David Fapohunda, a business strategy, operations, and AI enablement executive with over two decades of leading large-scale AI and digital transformations across global organizations, has watched this shift accelerate, and his assessment of where boards now stand is unsparing. “AI governance is now a fiduciary discipline,” Fapohunda states. “The boards that treat it that way will be protected. The boards that do not will be visible to investors, to regulators, and to the courts.”
The Gap Is No Longer a Weakness. It Is a Governance Risk
In April, KPMG and INSEAD released a global set of AI governance principles. The message was not subtle. Boards are now expected to demonstrate active oversight of AI strategy, AI security, workforce transformation, and the trustworthiness of every model the enterprise deploys. The KPMG Global AI Pulse Survey found that nearly three-quarters of boards are perceived to have only moderate or limited AI expertise. That is a governance liability that exists right now.
Fapohunda is precise about what closing that gap actually requires. Directors do not need to become technologists. They need genuine fluency – enough to ask probing questions and, critically, to recognize when the answers coming back from management are insufficient. A board that cannot identify an inadequate answer cannot provide meaningful oversight. The briefings mean nothing if the people receiving them cannot evaluate what they are hearing.

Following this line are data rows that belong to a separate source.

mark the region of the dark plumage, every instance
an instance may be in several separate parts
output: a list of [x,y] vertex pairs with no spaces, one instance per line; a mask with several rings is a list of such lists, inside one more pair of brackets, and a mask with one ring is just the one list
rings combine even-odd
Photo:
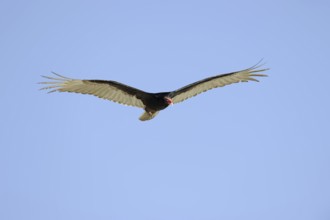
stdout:
[[260,65],[255,65],[245,70],[212,76],[175,91],[161,93],[144,92],[116,81],[71,79],[57,73],[54,73],[57,77],[43,76],[52,81],[41,82],[41,84],[48,84],[42,89],[51,89],[50,92],[90,94],[120,104],[143,108],[145,112],[140,120],[146,121],[154,118],[160,110],[169,105],[182,102],[207,90],[238,82],[258,82],[253,77],[267,76],[257,73],[268,70],[260,69],[260,67]]

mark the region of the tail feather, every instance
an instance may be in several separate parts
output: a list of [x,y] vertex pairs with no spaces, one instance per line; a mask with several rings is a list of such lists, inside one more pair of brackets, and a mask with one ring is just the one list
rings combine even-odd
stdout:
[[[159,111],[158,111],[159,112]],[[156,117],[156,115],[158,114],[158,112],[144,112],[141,116],[140,116],[140,120],[141,121],[147,121],[147,120],[151,120],[154,117]]]

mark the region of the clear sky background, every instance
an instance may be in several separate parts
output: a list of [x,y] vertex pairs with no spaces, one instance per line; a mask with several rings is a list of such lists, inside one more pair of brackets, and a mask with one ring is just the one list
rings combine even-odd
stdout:
[[[0,219],[330,219],[329,23],[326,0],[2,1]],[[148,122],[37,84],[162,92],[262,58]]]

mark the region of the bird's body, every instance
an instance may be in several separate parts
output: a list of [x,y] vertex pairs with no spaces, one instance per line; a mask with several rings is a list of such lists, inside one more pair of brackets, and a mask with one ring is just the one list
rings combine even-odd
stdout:
[[50,92],[90,94],[120,104],[143,108],[145,112],[141,115],[140,120],[146,121],[154,118],[159,111],[169,105],[182,102],[207,90],[237,82],[258,81],[253,77],[267,76],[256,74],[267,70],[259,68],[260,66],[256,65],[245,70],[216,75],[191,83],[178,90],[161,93],[145,92],[116,81],[71,79],[56,73],[54,74],[58,78],[44,76],[52,81],[42,82],[42,84],[49,85],[42,89],[52,89]]

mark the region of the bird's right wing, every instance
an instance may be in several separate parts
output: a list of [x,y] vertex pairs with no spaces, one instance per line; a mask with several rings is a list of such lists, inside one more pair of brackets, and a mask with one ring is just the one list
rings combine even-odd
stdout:
[[80,80],[67,78],[57,73],[54,73],[54,75],[57,77],[43,76],[52,81],[41,82],[41,84],[48,84],[48,86],[42,89],[51,89],[50,92],[58,91],[89,94],[123,105],[139,108],[145,107],[143,100],[149,96],[147,92],[115,81]]

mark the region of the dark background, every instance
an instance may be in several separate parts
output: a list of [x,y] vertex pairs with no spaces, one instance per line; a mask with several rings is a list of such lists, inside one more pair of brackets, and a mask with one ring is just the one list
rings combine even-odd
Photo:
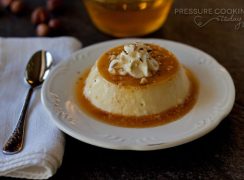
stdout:
[[[35,36],[30,14],[45,1],[24,2],[27,10],[20,16],[0,10],[0,36]],[[175,0],[165,25],[145,36],[186,43],[215,57],[235,83],[236,101],[232,112],[208,135],[165,150],[108,150],[66,136],[63,164],[51,179],[244,179],[244,27],[235,30],[236,22],[215,21],[199,28],[193,22],[194,15],[175,14],[175,8],[244,9],[244,1]],[[74,36],[83,46],[114,39],[94,28],[82,1],[65,1],[59,17],[62,29],[53,36]],[[244,14],[238,17],[244,21]]]

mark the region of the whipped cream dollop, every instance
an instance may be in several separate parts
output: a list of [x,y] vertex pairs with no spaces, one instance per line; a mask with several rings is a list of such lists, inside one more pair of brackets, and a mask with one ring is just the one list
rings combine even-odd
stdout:
[[123,51],[110,58],[108,71],[113,75],[130,75],[134,78],[152,76],[159,69],[158,62],[151,56],[152,49],[144,43],[124,46]]

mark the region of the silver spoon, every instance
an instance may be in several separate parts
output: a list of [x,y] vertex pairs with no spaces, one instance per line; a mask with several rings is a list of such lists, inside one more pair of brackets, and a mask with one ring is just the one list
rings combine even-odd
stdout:
[[3,146],[4,154],[15,154],[22,150],[24,142],[25,115],[32,92],[35,87],[41,85],[46,79],[52,62],[53,58],[51,53],[44,50],[40,50],[34,53],[28,62],[25,70],[25,80],[30,85],[30,88],[26,96],[21,115],[19,117],[19,121],[13,133]]

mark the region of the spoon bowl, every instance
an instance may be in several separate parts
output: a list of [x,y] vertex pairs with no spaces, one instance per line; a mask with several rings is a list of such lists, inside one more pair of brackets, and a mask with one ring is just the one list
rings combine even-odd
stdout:
[[46,79],[50,67],[53,63],[53,58],[48,51],[37,51],[32,55],[25,70],[25,80],[33,88],[39,86]]

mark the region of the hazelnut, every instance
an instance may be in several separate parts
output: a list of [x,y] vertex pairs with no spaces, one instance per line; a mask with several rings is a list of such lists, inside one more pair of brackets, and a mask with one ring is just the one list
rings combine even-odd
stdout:
[[7,7],[10,6],[10,4],[12,3],[12,1],[13,1],[13,0],[0,0],[0,4],[1,4],[3,7],[7,8]]
[[14,14],[19,14],[24,9],[24,3],[21,0],[14,0],[10,4],[10,10]]
[[39,24],[37,27],[36,27],[36,34],[38,36],[47,36],[49,34],[49,27],[47,24]]
[[48,26],[52,29],[58,29],[61,26],[61,22],[59,19],[51,19],[48,22]]
[[62,0],[47,0],[47,9],[51,12],[60,10],[62,5]]
[[148,80],[146,78],[141,78],[140,84],[147,84]]
[[31,14],[31,22],[33,24],[40,24],[47,22],[49,18],[49,14],[46,9],[43,7],[36,8]]

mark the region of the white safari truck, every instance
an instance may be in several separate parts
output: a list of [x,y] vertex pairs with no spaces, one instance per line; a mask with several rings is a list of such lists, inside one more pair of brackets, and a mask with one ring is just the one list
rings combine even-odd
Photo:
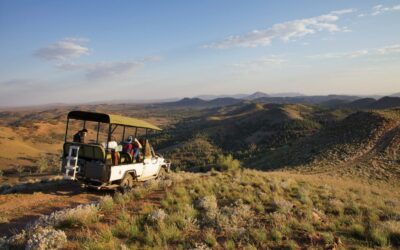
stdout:
[[[90,134],[96,134],[96,139],[84,142],[74,142],[72,136],[68,136],[68,127],[71,120],[82,121],[83,129],[88,128],[88,123],[94,122],[92,128],[88,128]],[[81,122],[75,122],[80,126]],[[102,128],[102,129],[100,129]],[[119,128],[121,141],[115,141]],[[122,133],[121,133],[122,130]],[[131,134],[129,134],[130,130]],[[136,138],[138,130],[141,130],[143,139],[140,154],[132,156],[122,150],[126,136]],[[169,172],[171,163],[161,155],[154,152],[148,140],[151,131],[161,129],[146,121],[85,111],[71,111],[68,113],[65,141],[62,155],[62,171],[64,177],[70,180],[82,182],[86,187],[96,189],[129,190],[136,181],[146,181],[159,178]],[[104,138],[99,142],[99,134]],[[118,136],[119,137],[119,136]]]

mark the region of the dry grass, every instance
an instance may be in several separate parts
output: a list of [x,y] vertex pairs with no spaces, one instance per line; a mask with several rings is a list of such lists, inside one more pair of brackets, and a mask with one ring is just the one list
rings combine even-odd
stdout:
[[395,249],[396,190],[323,175],[181,172],[106,196],[91,216],[63,213],[81,223],[51,225],[68,249]]

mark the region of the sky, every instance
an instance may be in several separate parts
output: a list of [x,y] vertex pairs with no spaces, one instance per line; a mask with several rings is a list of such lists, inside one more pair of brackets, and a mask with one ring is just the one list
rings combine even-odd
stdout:
[[400,92],[400,1],[0,0],[0,106]]

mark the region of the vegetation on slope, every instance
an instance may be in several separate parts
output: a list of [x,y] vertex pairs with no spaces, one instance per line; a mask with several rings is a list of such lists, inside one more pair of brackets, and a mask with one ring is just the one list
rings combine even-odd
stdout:
[[171,146],[190,144],[192,138],[202,134],[210,144],[225,153],[247,160],[265,149],[292,143],[313,134],[321,126],[313,119],[313,112],[313,108],[304,105],[257,103],[214,109],[208,115],[203,114],[176,124],[173,130],[168,131],[170,137],[165,138],[160,146],[174,149]]
[[339,171],[349,176],[398,180],[399,125],[399,110],[356,112],[293,146],[267,152],[253,166]]
[[396,188],[256,170],[174,173],[41,221],[53,218],[46,225],[65,232],[65,249],[394,249]]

Investors Are No Longer Watching. They Are Scoring
The external pressure has become concrete and personal. Glass Lewis signaled in its 2026 guidance that where insufficient AI oversight results in material harm to stakeholders, it will identify which directors or committees were responsible and may recommend voting against them.
Morgan Stanley and BlackRock’s analysis now links AI governance maturity directly to valuation. Opaque or unmonitored AI deployment is no longer an operational footnote; it is a market signal, a litigation exposure, and a named accountability question for individual directors sitting around the board table. The organizations with mature AI governance are being rewarded. The ones without it are being flagged. That is no longer a future risk to be managed. It is the present reality being priced into how companies are perceived, valued, and held accountable.
Audit Committees Are Moving. Boards Need to Move With Them
The most practical shift is structural, and it is happening fast. Audit committees are absorbing AI oversight responsibility at speed and boards are running tabletop exercises on AI failures the same way they run them on cyber incidents and financial stress scenarios. Moreover, management is being asked to produce not a slide deck about AI strategy, but a coherent, enterprise-wide account of how AI behaves today, how it will behave tomorrow, and how it performs when things go wrong.
The boards asking those questions and holding management accountable for the answers are building a governance posture that will withstand regulatory scrutiny, investor pressure, and the legal exposure that follows when it does not. The boards that have not yet made that shift are not invisible. They are simply leaving it to someone else to name the gap first.